🤖 AI Summary
This study investigates the capability of large language models (LLMs) to autonomously generate regression tests for structured-input programs—such as XML parsers and JavaScript interpreters—without syntactic prior knowledge, supporting bug detection and patch validation.
Method: We propose Cleverest, the first zero-shot, feedback-driven LLM-based test generation framework, integrating code-diff-aware semantic understanding, multi-round interactive refinement, and structured-input modeling.
Contribution/Results: Evaluated on 22 real-world commits across MuJS, Libxml2, and Poppler, Cleverest generates high-success-rate, defect-revealing tests for XML/JS formats within an average of three minutes. For PDF-related formats—where structural complexity limits direct effectiveness—the generated inputs serve as high-quality seeds for grey-box fuzzing.
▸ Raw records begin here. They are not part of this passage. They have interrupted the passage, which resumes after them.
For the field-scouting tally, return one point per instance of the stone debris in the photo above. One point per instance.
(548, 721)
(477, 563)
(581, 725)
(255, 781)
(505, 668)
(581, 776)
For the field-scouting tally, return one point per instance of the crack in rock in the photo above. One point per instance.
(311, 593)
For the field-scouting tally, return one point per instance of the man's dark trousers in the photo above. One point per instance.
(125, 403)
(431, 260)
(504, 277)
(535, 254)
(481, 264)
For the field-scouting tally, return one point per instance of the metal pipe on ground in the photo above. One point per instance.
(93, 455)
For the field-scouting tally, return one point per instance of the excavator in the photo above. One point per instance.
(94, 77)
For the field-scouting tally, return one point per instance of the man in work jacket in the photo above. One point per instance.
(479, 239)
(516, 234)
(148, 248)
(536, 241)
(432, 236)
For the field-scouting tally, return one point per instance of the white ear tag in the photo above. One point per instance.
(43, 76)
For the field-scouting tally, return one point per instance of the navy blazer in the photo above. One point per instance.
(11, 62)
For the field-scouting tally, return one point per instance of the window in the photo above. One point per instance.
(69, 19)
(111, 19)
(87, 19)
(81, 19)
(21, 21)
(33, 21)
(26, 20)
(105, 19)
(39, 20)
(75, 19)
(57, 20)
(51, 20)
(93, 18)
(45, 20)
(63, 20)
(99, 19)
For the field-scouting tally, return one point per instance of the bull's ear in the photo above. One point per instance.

This work provides the first systematic empirical validation that zero-shot LLMs can produce human-understandable, reproducible, and semantically meaningful test cases for real-world structured-input programs.
📝 Abstract
Large Language Models (LLMs) have shown tremendous promise in automated software engineering. In this paper, we investigate the opportunities of LLMs for automatic regression test generation for programs that take highly structured, human-readable inputs, such as XML parsers or JavaScript interpreters. Concretely, we explore the following regression test generation scenarios for such programs that have so far been difficult to test automatically in the absence of corresponding input grammars: $ullet$ Bug finding. Given a code change (e.g., a commit or pull request), our LLM-based approach generates a test case with the objective of revealing any bugs that might be introduced if that change is applied. $ullet$ Patch testing. Given a patch, our LLM-based approach generates a test case that fails before but passes after the patch. This test can be added to the regression test suite to catch similar bugs in the future. We implement Cleverest, a feedback-directed, zero-shot LLM-based regression test generation technique, and evaluate its effectiveness on 22 commits to three subject programs: Mujs, Libxml2, and Poppler. For programs using more human-readable file formats, like XML or JavaScript, we found Cleverest performed very well. It generated easy-to-understand bug-revealing or bug-reproduction test cases for the majority of commits in just under three minutes -- even when only the code diff or commit message (unless it was too vague) was given. For programs with more compact file formats, like PDF, as expected, it struggled to generate effective test cases. However, the LLM-supplied test cases are not very far from becoming effective (e.g., when used as a seed by a greybox fuzzer or as a starting point by the developer).